Mais significativamente, o sofrimento do povo da Ucrânia também se tornou mais amplamente conhecido, e já não estamos tão sozinhos na nossa condição. O seu alívio foi adoptado como uma causa justa através da Europa e à volta do mundo. A opressão diária, a asfixia dos meios de comunicação, e as ameaças e extorsão a empresas para subornos apontam todos para um estado mafioso nos limites da Europa. Agora os nossos amigos Europeus não podem mais negar a arrogante vileza do regime com quem são obrigados a negociar. E estou grata neste Natal por ser capaz de acreditar que a Europa democrática não tolerará este estado de coisas. Os Ucranianos fortalecer-se-ão sabendo que não estão sozinhos na sua luta.

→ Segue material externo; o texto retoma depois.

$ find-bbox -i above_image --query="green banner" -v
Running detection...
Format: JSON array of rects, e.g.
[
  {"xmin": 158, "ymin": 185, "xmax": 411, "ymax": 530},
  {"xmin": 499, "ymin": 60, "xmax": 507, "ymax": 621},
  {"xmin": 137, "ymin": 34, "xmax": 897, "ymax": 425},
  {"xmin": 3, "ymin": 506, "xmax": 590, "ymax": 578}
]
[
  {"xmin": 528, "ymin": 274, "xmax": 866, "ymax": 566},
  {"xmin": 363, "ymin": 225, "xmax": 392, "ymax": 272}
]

Não pretendo ser uma perita em fé religiosa e valores espirituais. Sou apenas uma crente que não aceita que a nossa existência seja o resultado de um estranho acidente cósmico. Somos, acredito, parte de uma ordem misteriosa porém integral, cuja fonte, direcção, e objectivo, embora às vezes de difícil compreensão, tem realmente significado e objectivo – mesmo quando se está confinado atrás das grades da prisão.

É apenas tendo fé na ideia de que as nossas vidas têm importância, e de que as nossas decisões devem ser julgadas pelo seu conteúdo moral, que nós na Ucrânia, e em toda a parte, seremos capazes de encontrar o caminho para sair da miséria, infelicidade e desespero que nos tem consumido durante os últimos dois anos. Está ao alcance do nosso poder recuperar ou revigorar as nossas liberdades e as nossas sociedades, não com esforços individuais, mas reunindo forças com pessoas da mesma opinião em todo o mundo. Sei que conseguiremos fazer isso.

Este Natal, peço à minha família e aos amigos em toda a parte para não se preocuparem comigo. Como disse Anna Akhmatova, a grande cronista poética do terror de Estaline, “Estou viva nesta sepultura.” Na verdade, estou mais viva, sei-o, que os homens que me aprisionaram aqui.

O Natal significa marcar a possibilidade de um novo início para todos os homens e mulheres. Como afirmou Bonhoeffer com as suas últimas palavras: “Isto é para mim… o princípio da vida.”